The evening light, when the skies are clear, shines a rich, amber gold light across the fields in the moments before the sun sinks below the western horizon. It’s not so flashy a view as the sunset itself, but it’s everywhere. I need only turn my back on the main show and look around me. For a few moments, my world is lit in amber. Everything looks different – warmer, more alive, and a bit exotic.

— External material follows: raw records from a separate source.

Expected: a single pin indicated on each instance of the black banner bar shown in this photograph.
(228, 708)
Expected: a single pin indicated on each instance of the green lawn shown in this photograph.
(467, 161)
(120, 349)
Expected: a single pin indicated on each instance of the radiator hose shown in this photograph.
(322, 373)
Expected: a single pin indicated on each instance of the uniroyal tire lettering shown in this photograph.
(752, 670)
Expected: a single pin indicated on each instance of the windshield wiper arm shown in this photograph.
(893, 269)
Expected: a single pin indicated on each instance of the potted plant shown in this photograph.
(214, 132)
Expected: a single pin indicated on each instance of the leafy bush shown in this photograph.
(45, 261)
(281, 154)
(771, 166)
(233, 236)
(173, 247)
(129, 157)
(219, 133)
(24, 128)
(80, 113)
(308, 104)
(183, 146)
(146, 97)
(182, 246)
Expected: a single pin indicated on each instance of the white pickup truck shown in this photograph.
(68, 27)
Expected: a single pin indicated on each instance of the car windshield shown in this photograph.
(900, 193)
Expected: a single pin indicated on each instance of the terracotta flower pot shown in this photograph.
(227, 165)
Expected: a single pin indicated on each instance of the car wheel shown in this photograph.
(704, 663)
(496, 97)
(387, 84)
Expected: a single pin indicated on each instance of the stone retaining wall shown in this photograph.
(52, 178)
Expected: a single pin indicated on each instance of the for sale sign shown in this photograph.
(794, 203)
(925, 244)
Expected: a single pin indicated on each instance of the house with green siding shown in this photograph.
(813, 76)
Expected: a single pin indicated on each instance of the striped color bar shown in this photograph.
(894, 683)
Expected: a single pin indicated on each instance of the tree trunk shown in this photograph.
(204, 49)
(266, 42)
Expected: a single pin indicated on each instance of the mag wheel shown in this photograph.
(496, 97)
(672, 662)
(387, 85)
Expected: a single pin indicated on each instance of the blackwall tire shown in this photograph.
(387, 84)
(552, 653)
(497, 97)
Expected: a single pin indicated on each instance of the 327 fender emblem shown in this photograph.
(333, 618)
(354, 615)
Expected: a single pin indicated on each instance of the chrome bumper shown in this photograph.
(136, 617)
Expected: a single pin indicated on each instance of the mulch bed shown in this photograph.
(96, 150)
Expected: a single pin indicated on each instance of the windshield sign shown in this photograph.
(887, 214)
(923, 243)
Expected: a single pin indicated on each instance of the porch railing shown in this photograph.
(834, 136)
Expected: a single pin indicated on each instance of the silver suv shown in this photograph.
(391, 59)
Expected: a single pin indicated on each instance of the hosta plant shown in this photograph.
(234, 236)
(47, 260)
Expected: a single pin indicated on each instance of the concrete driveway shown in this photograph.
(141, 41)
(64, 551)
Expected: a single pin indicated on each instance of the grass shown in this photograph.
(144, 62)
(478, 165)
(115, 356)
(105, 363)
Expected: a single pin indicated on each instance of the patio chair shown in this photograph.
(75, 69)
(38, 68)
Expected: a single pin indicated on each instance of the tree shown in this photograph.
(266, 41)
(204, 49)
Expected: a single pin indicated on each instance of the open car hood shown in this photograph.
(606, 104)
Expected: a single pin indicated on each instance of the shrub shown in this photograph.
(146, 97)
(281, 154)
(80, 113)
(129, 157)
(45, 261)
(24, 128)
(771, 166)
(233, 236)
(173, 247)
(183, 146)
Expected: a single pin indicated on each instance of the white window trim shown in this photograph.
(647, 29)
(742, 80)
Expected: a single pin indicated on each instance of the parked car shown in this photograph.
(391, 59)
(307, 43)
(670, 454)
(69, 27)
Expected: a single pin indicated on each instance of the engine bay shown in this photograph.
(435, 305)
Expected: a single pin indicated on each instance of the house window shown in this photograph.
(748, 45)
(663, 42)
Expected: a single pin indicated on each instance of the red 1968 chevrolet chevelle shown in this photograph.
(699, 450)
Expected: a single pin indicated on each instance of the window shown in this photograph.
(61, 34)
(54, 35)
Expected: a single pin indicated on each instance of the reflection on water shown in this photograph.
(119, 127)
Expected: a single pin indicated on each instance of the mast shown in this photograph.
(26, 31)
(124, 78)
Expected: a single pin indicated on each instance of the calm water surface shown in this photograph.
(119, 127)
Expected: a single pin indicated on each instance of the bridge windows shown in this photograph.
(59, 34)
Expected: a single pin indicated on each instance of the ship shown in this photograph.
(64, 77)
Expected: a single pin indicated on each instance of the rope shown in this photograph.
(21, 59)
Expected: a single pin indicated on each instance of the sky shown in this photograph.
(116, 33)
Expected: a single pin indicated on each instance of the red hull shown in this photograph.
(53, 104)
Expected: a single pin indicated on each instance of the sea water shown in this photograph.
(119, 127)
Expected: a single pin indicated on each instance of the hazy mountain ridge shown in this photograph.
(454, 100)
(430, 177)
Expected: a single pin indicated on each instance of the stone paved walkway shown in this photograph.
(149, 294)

Living as I do among the trees, I don’t often see the classic sunset view of pink and purple clouds lit by the setting sun. I can if I walk a half mile to a certain clearing, and the view’s even better from 20 feet above the ground in the big deer stand out back. I rarely have the time though, not at that time of day. There are mouths to feed, water troughs to fill, and all those birds to be herded into the relative safety of their night pens. I notice that amber light though, and usually wish I had a camera handy and a hand free to deal with the camera. There are details I want to photograph, tricks of the light as it shifts and changes, intricate shadows that intrigue me. I think each night that I should plan ahead tomorrow, have that camera ready, but then life and the to-do list take over.
Then, one evening not long ago, I came home later than usual from doing chores for an out-of-town neighbor. I turned onto our gravel road and traveled a quarter mile in deep shade from the thick woods to the west. I reached the corner, turned, and my truck rolled into that glorious amber light.
I had my camera on the seat beside me. I had to stop, even though I was late and technically couldn’t spare the time. I took a moment anyway. Just a moment. Life’s sweetest joys often arrive in fleeting moments. Sometimes it’s good to stop . . . take a deep breath . . . and just feel the joy.